Milletvekili seçimlerinde, Türk kadını ilk kez seçme seçilme hakkını kullandı. 8 Şubat 1935 te Meclise 18 kadın milletvekili girdi

İtalya'da kadınlar 1948'de, Japonya'da ise ancak 1950'de seçme hakkını kazandı. Türkiye'nin Medeni Kanun'u aldığı İsviçre'de ise kadınlar seçme ve seçilme hakkını 1971'e kadar alamadı. İsveç ve Danimarka örneklerinde de durum farklı değildi.

Türk kadını, Atatürk hayattayken yapılan son seçimde (1935) ilk kez seçilme hakkını kullandı ve TBMM'ye 18 milletvekiliyle girdi.

Kadına milletvekili seçme ve seçilme hakkının verilmesinden önce de 1926'da Büyük Millet Meclisi onayıyla Medeni Kanun yürürlüğe girdi ve kadını 'şeriat'tan kurtararak, haklarını 'iade etti'.

TBMM tarafından 3 Nisan 1930'da kabul edilen bir başka yasa ile kadına belediye seçimlerine katılma hakkı tanındı. 26 Ekim 1932'de ise kadına muhtar, köy ihtiyar kurulu üyeliğine seçilme ve seçme hakkı getirildi.

8 Ekim 1934'de kabul edilen ve 5 Aralık 1934'de yürürlüğe giren son yasayla da kadınlara milletvekili seçme ve seçilme hakkı tanındı.Ancak 2000'li yıllarda nüfusun yarısını oluşturan kadınların Meclis'teki temsil oranı yok denecek kadar az.

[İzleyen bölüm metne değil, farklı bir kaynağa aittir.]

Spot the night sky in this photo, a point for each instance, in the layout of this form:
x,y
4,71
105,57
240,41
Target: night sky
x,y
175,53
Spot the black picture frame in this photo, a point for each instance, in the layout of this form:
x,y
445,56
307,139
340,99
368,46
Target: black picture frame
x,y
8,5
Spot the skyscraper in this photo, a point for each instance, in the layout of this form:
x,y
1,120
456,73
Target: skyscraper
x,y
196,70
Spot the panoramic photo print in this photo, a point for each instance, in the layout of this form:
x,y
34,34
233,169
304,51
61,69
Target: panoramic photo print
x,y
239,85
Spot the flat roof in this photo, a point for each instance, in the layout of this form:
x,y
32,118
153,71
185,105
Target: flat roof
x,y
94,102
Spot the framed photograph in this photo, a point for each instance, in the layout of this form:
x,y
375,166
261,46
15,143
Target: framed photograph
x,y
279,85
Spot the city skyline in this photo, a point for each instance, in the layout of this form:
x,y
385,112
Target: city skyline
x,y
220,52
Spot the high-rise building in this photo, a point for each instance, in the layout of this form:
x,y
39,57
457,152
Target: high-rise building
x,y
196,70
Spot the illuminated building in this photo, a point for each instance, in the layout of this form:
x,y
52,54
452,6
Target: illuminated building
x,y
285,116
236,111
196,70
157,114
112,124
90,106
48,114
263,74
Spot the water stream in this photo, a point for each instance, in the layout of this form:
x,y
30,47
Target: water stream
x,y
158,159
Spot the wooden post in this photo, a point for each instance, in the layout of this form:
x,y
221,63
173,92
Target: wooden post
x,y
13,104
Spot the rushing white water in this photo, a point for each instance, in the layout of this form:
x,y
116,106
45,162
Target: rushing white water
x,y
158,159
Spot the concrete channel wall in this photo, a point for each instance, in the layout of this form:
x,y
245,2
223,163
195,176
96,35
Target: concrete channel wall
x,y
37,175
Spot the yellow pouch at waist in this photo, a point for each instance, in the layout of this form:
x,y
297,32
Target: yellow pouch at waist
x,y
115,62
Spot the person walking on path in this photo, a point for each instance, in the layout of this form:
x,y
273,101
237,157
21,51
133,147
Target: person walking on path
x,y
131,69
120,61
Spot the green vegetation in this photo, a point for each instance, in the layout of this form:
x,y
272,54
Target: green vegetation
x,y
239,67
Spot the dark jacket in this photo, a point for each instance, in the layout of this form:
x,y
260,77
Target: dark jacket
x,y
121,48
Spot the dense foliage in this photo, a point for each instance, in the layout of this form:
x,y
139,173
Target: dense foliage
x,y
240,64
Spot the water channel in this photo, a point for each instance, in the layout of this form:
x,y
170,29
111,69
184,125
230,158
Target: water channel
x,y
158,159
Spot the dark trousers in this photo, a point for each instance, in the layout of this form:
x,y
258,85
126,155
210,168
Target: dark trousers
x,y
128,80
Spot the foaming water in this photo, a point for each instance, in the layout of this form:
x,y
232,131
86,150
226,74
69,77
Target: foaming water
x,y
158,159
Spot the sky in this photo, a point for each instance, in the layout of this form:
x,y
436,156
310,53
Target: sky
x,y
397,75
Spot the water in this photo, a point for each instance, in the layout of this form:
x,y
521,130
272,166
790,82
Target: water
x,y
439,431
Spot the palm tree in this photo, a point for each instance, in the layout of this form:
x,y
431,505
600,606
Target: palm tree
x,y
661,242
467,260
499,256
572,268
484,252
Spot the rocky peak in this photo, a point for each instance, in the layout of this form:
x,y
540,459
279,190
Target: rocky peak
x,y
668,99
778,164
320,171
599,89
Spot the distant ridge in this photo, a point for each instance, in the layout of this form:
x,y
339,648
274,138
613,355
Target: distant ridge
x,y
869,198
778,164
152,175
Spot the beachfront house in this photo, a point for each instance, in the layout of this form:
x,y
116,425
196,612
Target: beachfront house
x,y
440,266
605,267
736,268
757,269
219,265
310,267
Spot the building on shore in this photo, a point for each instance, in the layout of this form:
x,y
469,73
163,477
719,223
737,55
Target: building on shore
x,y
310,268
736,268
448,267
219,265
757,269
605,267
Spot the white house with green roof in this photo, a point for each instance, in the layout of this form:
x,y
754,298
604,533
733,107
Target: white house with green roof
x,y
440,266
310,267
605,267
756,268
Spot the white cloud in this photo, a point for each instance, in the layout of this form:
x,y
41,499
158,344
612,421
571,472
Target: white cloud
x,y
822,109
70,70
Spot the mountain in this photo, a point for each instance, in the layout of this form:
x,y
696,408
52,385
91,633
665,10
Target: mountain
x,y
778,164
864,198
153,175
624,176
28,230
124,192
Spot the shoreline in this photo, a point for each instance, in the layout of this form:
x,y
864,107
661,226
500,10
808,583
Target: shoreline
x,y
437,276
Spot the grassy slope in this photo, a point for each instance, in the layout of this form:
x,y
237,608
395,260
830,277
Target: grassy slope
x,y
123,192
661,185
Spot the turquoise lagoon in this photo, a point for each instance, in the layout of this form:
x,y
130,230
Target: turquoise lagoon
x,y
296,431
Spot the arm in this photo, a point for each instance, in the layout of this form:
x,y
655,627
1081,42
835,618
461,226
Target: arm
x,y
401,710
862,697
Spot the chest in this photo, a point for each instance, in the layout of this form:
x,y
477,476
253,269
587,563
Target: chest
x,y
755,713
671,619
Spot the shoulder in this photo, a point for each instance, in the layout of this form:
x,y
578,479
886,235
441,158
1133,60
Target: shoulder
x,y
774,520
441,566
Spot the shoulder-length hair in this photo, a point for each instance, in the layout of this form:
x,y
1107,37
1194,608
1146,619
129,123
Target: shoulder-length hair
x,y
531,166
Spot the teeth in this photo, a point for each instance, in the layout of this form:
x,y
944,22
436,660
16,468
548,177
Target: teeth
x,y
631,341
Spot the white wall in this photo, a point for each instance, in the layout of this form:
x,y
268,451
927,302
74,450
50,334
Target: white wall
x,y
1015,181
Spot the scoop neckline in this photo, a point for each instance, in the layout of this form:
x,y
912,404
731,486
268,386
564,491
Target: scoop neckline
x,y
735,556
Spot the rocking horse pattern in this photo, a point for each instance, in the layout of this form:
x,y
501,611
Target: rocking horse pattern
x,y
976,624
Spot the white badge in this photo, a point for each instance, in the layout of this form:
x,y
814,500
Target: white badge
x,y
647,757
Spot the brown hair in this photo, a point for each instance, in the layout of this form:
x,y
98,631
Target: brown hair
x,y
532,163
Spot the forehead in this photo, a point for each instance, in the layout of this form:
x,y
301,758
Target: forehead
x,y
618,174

Kadın milletvekili sayısı, erkek milletvekillerinin sadece yüzde 4.2'si oranında.


mukan25*
Şube Müdürü
07 Şubat 2010 15:40

Kdınların kime oy verdiklerini gerçekten merak ediyorum bence en çok yakışıklı gördüklerine oy veriyorlar:)


mukan25*
Şube Müdürü
07 Şubat 2010 15:44

Bizim tv programlarından birinde izlemiştim.Spiker seçim üzeri siyasiler hakkında vatandaşa kime oy vereceklerini vede sebeplarini soruyor.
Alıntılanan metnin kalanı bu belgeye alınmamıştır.